Bose's Noise-Masking Sleep Buds Make White Noise & 10 Preloaded "Sleep Tracks" To Help You Drift Off

One of the most recognized names in audio is launching its newest release June 21 — and this one might just help you get more Z's.

Bose's noise-masking sleep buds are unlike anything they have released before. The tiny, white, wireless buds don't just block out outside noise, but also broadcast soothing sounds to help you fall asleep. The first Bose product to utilize noise-masking technology, acting not as noise-cancelling headphones, but something different altogether. The sole purpose of Bose's noise-masking sleep buds is to assist the user in obtaining a full night of sleep all night, every night.

The sleep buds are nothing less than a design and engineering feat. Per a press release, each sleep bud weighs just under one and a half grams, and measures just over one centimeter wide and high. The outside of each bud has a laser-etched antenna, ensuring reliable connectivity to a phone, tablet, or other device. A rechargeable silver-zinc battery, a small transducer, and a micro-circuit board with flash memory (for storing the pre-loaded noise-masking sound files) are housed inside each bud. Further, buds attach to a noise-isolating "StayHear+ Sleep" tip, which provides an additional line of defense against unwanted external sound. The tips are included in three sizes. They are soft, malleable, and effectively weightless. Plus, as they were created for sleeping, they can be worn comfortable regardless of the position in which you sleep.

Plus, each pair of buds comes with a charging case that equips them with up to 16 hours of unplugged battery life.

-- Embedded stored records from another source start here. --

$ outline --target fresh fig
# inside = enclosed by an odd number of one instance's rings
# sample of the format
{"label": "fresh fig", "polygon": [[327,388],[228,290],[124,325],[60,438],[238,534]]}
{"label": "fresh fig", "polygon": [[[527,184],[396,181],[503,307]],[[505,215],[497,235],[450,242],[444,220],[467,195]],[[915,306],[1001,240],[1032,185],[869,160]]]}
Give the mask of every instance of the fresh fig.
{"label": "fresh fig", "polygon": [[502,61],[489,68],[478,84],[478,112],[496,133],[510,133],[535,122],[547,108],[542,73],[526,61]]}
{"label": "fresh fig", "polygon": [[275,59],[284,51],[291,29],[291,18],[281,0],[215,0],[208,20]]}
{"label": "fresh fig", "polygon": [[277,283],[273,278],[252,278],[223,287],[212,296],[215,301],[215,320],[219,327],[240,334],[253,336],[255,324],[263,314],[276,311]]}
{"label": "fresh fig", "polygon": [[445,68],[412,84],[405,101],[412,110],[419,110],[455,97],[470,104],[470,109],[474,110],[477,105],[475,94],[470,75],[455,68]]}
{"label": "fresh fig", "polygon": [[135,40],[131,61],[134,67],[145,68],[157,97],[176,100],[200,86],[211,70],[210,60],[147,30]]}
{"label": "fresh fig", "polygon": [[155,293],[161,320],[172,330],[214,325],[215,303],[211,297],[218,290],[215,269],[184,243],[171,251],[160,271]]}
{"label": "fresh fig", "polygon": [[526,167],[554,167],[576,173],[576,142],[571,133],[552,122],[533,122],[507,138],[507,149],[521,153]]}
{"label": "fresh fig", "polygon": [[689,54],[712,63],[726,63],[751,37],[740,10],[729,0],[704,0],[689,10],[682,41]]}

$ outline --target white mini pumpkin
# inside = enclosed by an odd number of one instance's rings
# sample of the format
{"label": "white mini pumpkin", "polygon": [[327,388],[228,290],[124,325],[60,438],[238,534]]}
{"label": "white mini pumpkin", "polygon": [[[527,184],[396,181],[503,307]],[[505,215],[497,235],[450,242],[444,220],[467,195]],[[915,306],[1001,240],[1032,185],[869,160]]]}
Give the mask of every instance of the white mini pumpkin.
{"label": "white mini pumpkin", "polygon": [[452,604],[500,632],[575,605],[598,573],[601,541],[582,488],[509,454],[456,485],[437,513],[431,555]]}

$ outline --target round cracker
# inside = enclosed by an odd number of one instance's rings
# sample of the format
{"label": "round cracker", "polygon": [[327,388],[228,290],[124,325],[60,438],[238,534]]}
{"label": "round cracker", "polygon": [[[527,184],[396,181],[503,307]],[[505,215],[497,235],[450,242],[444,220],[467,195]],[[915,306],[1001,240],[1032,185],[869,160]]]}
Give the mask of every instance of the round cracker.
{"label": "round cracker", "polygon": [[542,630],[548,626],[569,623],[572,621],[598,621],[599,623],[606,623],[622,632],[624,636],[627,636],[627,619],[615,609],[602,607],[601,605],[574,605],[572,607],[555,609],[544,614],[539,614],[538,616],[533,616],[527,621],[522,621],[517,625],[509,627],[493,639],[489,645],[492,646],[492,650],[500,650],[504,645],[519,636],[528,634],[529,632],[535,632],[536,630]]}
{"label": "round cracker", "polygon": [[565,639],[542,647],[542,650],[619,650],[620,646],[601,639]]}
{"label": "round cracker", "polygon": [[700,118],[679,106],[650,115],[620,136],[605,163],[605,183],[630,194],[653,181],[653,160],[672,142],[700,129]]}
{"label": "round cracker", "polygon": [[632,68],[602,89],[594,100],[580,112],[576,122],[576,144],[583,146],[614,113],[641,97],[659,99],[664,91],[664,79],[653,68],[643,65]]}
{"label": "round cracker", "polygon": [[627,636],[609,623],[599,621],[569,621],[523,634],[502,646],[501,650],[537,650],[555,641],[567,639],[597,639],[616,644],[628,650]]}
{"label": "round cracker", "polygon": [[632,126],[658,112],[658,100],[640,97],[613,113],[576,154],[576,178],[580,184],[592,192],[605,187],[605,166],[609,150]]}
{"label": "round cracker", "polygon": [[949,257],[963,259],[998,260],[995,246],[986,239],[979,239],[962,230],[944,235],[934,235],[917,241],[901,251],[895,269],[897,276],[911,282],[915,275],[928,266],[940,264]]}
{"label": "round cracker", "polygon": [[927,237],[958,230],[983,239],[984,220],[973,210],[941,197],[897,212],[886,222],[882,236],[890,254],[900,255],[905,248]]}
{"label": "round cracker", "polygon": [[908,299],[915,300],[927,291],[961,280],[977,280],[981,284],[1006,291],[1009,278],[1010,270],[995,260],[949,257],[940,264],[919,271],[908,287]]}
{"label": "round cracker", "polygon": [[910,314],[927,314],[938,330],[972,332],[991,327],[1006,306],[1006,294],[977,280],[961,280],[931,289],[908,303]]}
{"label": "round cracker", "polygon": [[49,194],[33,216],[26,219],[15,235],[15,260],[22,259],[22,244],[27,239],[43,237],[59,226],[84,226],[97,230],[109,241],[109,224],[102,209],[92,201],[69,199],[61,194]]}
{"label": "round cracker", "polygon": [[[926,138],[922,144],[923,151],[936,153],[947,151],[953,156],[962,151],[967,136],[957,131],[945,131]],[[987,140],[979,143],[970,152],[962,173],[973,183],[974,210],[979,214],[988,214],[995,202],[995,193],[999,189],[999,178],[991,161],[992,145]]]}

Bose sleepbuds are both iOS and Android compatible. They come with the Bose Sleep app, which makes their software easy to update, control, and personalize. Users can set an alarm for the morning, choose a sleeptrack and volume that works best. Just imagine: instead of hearing our snoring partner, you hear instantly hear gentle ocean waves; rustling leaves instead of the raucous of city streets; wind turbines instead of a noisy air conditioner.

Prototypes of the Sleepbuds were originally released on Indiegogo last November. Every pair sold out in less than one week. After units were sent to customers in March of this year, Bose requested feedback from recipients before moving forward with universal release. The product underwent improvements based on the feedback received from Indiegogo, before their final release today.

Daniel Lee, a systems engineer behind Bose sleepbuds, provided some insight into the complexity of making sounds. "Noise-making," he explained, "is a science. It’s more than ambient sound or white noise. You can’t achieve it by simply turning up the volume on calming songs. And depending on the situation, it’s more effective than active noise cancelling — even ours... At night, you’re trying to shut down completely, and the world is naturally more quiet — and when it’s quiet, even the slightest sound seems loud. Bedside machines can’t cover it, earplugs can’t block it, and earbuds meant for sitting, standing, or moving can’t be worn for hours laying down — especially on your side. But Bose sleepbuds can. And if you’re someone who’s tried everything and nothing’s worked, or haven’t tried anything believing nothing will, we made them for you.”

Brian Mulcahey, the category director of Wellness at Bose, touched on the importance of releasing the sleep buds. "Sleep deprivation is a growing, global epidemic that impacts our lives and our health," he noted. To create the product, Mulcahey says the team at Bose, "...put together an incredible team of experts in noise management, acoustics, psychoacoustics, electronic miniaturization, wireless in-ear headphones, and neurology."

Mulcahey is on to something, as the longterm health effects of sleep deprivation are becoming more understood. Johns Hopkins Medicine reports sleep deprivation can be linked to everything from an increased risk of hypertension, heart disease, and diabetes, to a higher likelihood of developing depression and anxiety. Plus, research suggest sleep problems may intensify with age. So, if you are young and struggle to get your recommended eight hours per night, chances are this will not improve with time.

The hope of Bose is that the Sleepbuds will be a game-changer for those who struggle with sleep deprivation. Perhaps these little gadgets will revolutionize the sleep game.

One pair of Bose Sleepbuds retails for $249 at Bose stores, Bose online stores, and through select resellers.